Achievements and titles
- Personal bests: 100 m: 10.88 (2024); 200 m: 22.33 (2022);

Medal record
Women's athletics
Representing Nigeria
African Games
| Gold medal – first place | 2019 Rabat | 4×100 m |
African Championships
| Gold medal – first place | 2018 Asaba | 4×100 m |
| Gold medal – first place | 2026 Accra | 4×100 m |
| Silver medal – second place | 2026 Accra | 100 m |
| Silver medal – second place | 2026 Accra | 200 m |
Commonwealth Games
| Bronze medal – third place | 2018 Gold Coast | 4×100 m |
African U20 Championships
| Gold medal – first place | 2019 Abidjan | 100 m |
| Gold medal – first place | 2019 Abidjan | 200 m |
| Gold medal – first place | 2019 Abidjan | 4×100 m relay |
Youth Olympic Games
| Gold medal – first place | 2018 Buenos Aires | 100 m |
African Youth Games
| Gold medal – first place | 2018 Algiers | 100 m |
| Gold medal – first place | 2018 Algiers | 200 m |

= Rosemary Chukwuma =

Nigerian sprinter (born 2001)

Rosemary Chukwuma (born 5 December 2001) is a Nigerian sprinter. She won a bronze medal in the 4 × 100 metres relay at the 2018 Commonwealth Games as well as a gold medal in the 4 × 100 metres relay at the 2019 African Games. In 2018, she won a gold medal in the 100 metres at the Summer Youth Olympics, clocking 11.17 seconds.

==Career==
Rosemary Chukwuma gained her first international experience at the 2018 Commonwealth Games in Gold Coast, Australia where she won a bronze medal behind the teams from England and Jamaica with the Nigerian 4 × 100 m relay team in 42.75 seconds. In the summer she won a gold medal with the 4 × 100 m relay team at the 2018 African Championships in Asaba but did not start over the 200 m event. Earlier, she won double gold at the 2018 African Youth Games in Algiers over 100 m and 200 m and thus qualified for the Summer Youth Olympics in Buenos Aires, where she won the 100 m gold medal.

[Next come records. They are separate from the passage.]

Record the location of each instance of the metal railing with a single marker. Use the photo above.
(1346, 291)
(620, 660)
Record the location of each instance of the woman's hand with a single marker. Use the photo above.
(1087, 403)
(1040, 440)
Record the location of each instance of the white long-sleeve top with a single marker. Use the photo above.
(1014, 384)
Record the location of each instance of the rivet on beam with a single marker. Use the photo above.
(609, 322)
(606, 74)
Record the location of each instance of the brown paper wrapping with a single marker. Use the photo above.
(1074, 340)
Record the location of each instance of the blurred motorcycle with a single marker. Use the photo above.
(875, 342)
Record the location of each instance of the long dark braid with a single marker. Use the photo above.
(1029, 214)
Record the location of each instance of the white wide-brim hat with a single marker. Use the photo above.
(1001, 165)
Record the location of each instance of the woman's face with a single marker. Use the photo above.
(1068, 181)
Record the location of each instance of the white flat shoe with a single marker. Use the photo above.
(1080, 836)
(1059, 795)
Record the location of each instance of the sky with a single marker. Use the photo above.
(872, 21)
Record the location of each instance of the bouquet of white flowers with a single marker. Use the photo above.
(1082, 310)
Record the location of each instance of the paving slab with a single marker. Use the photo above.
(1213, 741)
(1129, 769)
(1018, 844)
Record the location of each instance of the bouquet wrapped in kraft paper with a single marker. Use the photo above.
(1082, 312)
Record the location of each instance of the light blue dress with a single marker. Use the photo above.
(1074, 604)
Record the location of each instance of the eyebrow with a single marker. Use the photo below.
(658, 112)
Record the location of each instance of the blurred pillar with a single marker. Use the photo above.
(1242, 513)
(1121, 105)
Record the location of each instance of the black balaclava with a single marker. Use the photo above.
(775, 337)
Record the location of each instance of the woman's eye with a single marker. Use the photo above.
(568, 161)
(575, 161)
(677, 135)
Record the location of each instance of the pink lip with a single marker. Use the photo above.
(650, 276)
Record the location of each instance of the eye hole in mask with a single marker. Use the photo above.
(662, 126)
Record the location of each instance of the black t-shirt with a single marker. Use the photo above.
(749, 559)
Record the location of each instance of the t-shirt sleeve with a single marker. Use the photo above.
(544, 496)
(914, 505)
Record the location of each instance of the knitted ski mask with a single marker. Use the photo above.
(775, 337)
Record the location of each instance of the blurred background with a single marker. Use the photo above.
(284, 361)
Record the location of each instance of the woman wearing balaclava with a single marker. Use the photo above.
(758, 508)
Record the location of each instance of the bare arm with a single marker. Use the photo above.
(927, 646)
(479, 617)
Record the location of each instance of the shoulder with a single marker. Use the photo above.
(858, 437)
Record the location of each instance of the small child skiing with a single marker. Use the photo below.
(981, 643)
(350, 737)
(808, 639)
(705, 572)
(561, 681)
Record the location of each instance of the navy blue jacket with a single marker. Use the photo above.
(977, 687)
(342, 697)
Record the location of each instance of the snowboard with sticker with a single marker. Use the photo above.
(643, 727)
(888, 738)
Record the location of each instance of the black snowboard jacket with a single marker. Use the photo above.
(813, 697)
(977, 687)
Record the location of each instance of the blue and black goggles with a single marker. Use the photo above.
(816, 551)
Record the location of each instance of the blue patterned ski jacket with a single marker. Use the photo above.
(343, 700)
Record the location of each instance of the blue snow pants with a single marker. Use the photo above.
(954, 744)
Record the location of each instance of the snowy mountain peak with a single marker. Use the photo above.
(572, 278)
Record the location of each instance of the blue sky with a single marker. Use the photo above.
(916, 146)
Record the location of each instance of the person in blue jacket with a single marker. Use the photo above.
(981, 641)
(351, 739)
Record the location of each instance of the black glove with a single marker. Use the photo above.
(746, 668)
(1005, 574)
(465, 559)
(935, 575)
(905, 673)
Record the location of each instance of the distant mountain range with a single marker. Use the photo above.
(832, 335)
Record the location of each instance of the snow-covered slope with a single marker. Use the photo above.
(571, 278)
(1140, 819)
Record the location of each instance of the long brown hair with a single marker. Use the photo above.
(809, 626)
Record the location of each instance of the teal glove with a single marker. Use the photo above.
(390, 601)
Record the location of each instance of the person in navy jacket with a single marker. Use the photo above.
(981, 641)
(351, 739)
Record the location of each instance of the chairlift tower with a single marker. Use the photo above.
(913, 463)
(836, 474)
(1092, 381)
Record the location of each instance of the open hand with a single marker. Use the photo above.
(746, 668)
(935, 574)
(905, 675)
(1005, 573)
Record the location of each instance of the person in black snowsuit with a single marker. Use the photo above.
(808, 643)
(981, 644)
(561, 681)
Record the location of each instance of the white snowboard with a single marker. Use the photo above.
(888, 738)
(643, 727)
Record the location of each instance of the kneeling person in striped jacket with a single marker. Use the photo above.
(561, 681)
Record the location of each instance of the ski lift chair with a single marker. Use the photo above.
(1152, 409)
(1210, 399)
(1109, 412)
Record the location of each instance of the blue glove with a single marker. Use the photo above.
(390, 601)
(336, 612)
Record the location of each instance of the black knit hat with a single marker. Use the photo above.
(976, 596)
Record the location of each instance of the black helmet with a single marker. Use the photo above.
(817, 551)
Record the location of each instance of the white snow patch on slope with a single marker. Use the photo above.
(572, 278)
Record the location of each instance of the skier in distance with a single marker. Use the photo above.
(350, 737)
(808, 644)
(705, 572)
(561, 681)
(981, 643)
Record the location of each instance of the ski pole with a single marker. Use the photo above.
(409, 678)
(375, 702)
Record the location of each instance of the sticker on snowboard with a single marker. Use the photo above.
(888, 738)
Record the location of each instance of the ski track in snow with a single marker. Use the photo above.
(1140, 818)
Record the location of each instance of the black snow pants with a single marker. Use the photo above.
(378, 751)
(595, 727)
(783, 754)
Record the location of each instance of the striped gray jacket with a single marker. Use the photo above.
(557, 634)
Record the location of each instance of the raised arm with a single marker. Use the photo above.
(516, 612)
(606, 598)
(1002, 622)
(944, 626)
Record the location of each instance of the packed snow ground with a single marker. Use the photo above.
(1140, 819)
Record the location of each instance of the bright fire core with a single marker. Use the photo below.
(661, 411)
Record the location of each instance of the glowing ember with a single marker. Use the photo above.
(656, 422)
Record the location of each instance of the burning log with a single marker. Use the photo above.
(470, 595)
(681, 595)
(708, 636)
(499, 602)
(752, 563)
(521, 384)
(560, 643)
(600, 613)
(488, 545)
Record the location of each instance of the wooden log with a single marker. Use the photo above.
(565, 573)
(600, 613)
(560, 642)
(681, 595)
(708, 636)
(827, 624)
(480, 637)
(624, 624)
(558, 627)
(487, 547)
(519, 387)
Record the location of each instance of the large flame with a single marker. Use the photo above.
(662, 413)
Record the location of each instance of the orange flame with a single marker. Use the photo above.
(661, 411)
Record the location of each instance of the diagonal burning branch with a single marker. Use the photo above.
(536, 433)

In 2019, she won triple gold at the Junior African Championships in Abidjan with 11.62 seconds and 23.81 seconds finishes over 100 m and 200 m respectively, and in 45.56 seconds with the Nigerian 4 × 100 m relay team. In early May, she ran in the 4 × 100 m relay for Nigeria at the IAAF World Relays in Yokohama with 45.07 seconds in the first round. Then she took part in the African Games for the first time in Rabat and reached the final of the 200 m, where she did not start. She also won gold with the Nigerian relay team in 44.16 seconds.

Chukwuma competed for the Texas Tech Red Raiders track and field team in the NCAA.

Competing at the 2026 African Championships in Accra, Ghana, she claimed silver medals in both the 100 and 200 metres. In the women's relay, she also helped Team Nigeria secure their fourth consecutive gold medal. Chukwuma received a bye to next stage of 100 meteres at the 2026 Commonwealth Games in Glasgow but suffered an injury in the semi-final. She struggled to finish the race, clocking 11.82 seconds to place eighth.